We have limited the use of fixed stop/go criteria for the pilot aiming to evaluate the strengths and weaknesses of the proposed trial qualitatively proposing solutions to the challenges experienced. This is partly because so little is known about the prevalence of the condition and its sequelae. Further information will be obtained from the minimal dataset.
Following the pilot phase of the trial the TMG and oversight committees will review the study progress and make recommendations to the funder on how the project should proceed. We anticipate multiple possible scenarios for how the project could proceed following the internal pilot, whilst maintaining the central research question. These are as follows:
(1) The RCT is deemed feasible and remains unchanged (as detailed previously).
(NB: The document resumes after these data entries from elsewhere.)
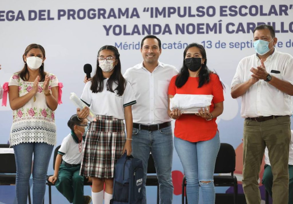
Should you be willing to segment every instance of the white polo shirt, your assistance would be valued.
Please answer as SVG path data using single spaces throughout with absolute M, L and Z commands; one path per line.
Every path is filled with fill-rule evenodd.
M 69 134 L 63 139 L 58 154 L 62 155 L 62 159 L 65 162 L 70 164 L 81 163 L 84 142 L 82 140 L 81 151 L 79 152 L 78 141 L 78 138 L 74 133 Z
M 271 165 L 269 159 L 269 151 L 267 148 L 265 150 L 265 164 Z M 289 146 L 289 162 L 288 164 L 293 165 L 293 130 L 291 130 L 291 141 Z
M 97 114 L 113 116 L 124 120 L 124 107 L 136 103 L 132 88 L 127 81 L 124 92 L 122 96 L 119 96 L 115 91 L 113 93 L 107 90 L 106 85 L 108 79 L 104 79 L 103 90 L 98 93 L 93 93 L 91 90 L 91 81 L 87 82 L 80 98 L 89 105 L 91 109 Z M 115 90 L 117 85 L 113 83 L 113 90 Z
M 272 76 L 293 85 L 293 57 L 277 52 L 264 62 L 267 71 Z M 250 70 L 260 66 L 256 54 L 245 57 L 239 62 L 231 87 L 248 81 L 253 74 Z M 254 117 L 270 115 L 291 115 L 293 112 L 292 97 L 263 80 L 260 80 L 241 97 L 241 116 Z
M 123 75 L 131 84 L 137 102 L 132 107 L 133 122 L 149 125 L 170 121 L 167 114 L 168 87 L 178 72 L 175 67 L 158 61 L 151 73 L 143 62 L 128 69 Z

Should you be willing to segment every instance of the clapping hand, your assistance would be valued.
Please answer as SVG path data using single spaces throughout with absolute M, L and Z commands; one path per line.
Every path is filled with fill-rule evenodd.
M 258 66 L 257 69 L 252 67 L 250 69 L 250 71 L 253 74 L 251 75 L 251 76 L 259 80 L 266 80 L 267 76 L 269 73 L 265 70 L 265 66 L 262 59 L 260 60 L 260 64 L 261 66 Z
M 49 83 L 50 82 L 50 78 L 48 75 L 46 75 L 45 77 L 45 80 L 44 82 L 44 84 L 43 85 L 43 88 L 44 89 L 44 91 L 45 93 L 47 92 L 49 90 Z

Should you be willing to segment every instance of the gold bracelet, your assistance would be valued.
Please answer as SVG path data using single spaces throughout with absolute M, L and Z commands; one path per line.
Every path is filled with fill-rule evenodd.
M 213 119 L 213 115 L 211 113 L 211 115 L 212 116 L 212 118 L 211 118 L 211 119 L 206 119 L 206 120 L 207 121 L 209 121 L 212 120 Z

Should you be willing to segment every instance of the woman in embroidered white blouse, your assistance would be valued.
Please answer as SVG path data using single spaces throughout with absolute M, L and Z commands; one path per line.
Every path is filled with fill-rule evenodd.
M 12 75 L 8 84 L 9 102 L 13 110 L 9 143 L 16 162 L 16 201 L 26 203 L 33 153 L 33 203 L 41 204 L 49 162 L 56 144 L 54 111 L 58 105 L 58 80 L 44 71 L 46 57 L 41 46 L 29 45 L 23 59 L 23 68 Z

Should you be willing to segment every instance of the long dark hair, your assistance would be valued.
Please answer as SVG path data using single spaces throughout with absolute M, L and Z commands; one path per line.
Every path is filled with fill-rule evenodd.
M 26 64 L 25 62 L 24 61 L 24 56 L 26 56 L 26 54 L 29 52 L 30 50 L 33 48 L 39 48 L 43 53 L 44 58 L 45 58 L 46 56 L 45 49 L 40 45 L 38 44 L 31 44 L 26 47 L 26 48 L 25 48 L 25 50 L 24 51 L 24 53 L 22 56 L 22 59 L 25 63 L 24 66 L 22 69 L 18 72 L 18 75 L 19 76 L 19 77 L 24 81 L 28 80 L 28 79 L 30 78 L 30 74 L 28 70 L 28 65 Z M 41 66 L 40 67 L 40 69 L 39 70 L 40 72 L 40 81 L 44 81 L 45 80 L 45 77 L 46 76 L 46 73 L 44 71 L 43 63 L 42 64 Z M 26 78 L 27 74 L 28 75 L 27 78 Z
M 176 78 L 176 80 L 175 81 L 175 85 L 178 88 L 181 88 L 185 84 L 189 76 L 188 68 L 185 65 L 185 61 L 184 59 L 187 50 L 192 47 L 198 47 L 200 51 L 203 59 L 205 60 L 203 64 L 202 65 L 201 68 L 198 74 L 199 81 L 197 88 L 200 88 L 205 83 L 207 83 L 209 82 L 209 75 L 210 72 L 207 66 L 207 54 L 205 53 L 205 50 L 203 46 L 201 45 L 193 43 L 188 45 L 183 52 L 183 65 L 181 68 L 180 72 Z
M 125 89 L 126 81 L 121 73 L 121 63 L 119 58 L 120 55 L 118 52 L 118 50 L 114 46 L 112 45 L 105 45 L 101 47 L 99 50 L 98 53 L 98 58 L 100 56 L 100 52 L 104 49 L 110 50 L 114 52 L 116 60 L 118 60 L 118 62 L 114 68 L 114 71 L 106 84 L 107 90 L 113 93 L 114 91 L 116 91 L 117 94 L 119 96 L 122 96 Z M 92 84 L 91 87 L 91 90 L 93 93 L 101 92 L 104 88 L 104 77 L 103 76 L 103 71 L 99 64 L 99 60 L 97 59 L 97 68 L 95 75 L 92 79 Z M 112 87 L 112 84 L 113 82 L 117 85 L 117 87 L 114 90 Z

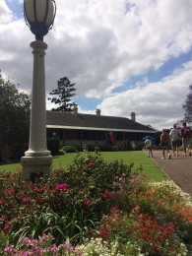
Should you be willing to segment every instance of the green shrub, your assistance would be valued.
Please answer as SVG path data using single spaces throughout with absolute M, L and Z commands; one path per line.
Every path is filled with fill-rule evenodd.
M 75 156 L 36 183 L 1 173 L 1 255 L 48 233 L 55 250 L 70 242 L 82 255 L 191 255 L 191 198 L 173 182 L 149 183 L 133 163 L 106 162 L 97 151 Z

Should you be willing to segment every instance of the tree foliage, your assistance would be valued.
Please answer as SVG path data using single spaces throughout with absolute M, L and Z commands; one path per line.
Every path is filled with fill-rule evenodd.
M 189 94 L 186 96 L 183 108 L 185 110 L 185 121 L 192 122 L 192 85 L 189 86 Z
M 0 73 L 0 146 L 28 143 L 30 131 L 29 95 L 20 93 Z
M 51 102 L 59 105 L 56 108 L 52 108 L 52 111 L 72 111 L 72 106 L 75 105 L 75 102 L 71 99 L 75 96 L 74 92 L 76 91 L 76 89 L 74 88 L 74 86 L 75 83 L 71 84 L 70 80 L 67 77 L 63 77 L 57 82 L 57 89 L 52 90 L 52 92 L 49 93 L 49 95 L 55 96 L 48 97 L 48 100 L 51 100 Z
(2) The RCT is deemed semi-feasible, and a change is required. Recruitment is considered feasible; however, recruitment rates are not as anticipated and it is considered unlikely we will reach the original sample size target of 260 women within the propose timelines. Thus, the RCT could be potentially underpowered within the original sample size parameters. Alternative analysis methods will be considered. In this scenario, a prospective observational cohort study (POS) would be implemented to run in parallel to the trial, aiming to collect detailed information from eligible women who have declined participation in the randomised cohort or where the randomised trial was not offered to the women (Fig. 3A). Ineligible women or those who do not consent to the POS will be considered for the minimal dataset only (as per methods described previously). The POS data will aim to support findings from the RCT.
(3) The RCT is considered not feasible and is discontinued. In this scenario the project would proceed with a POS and minimal dataset only (Fig. 3B).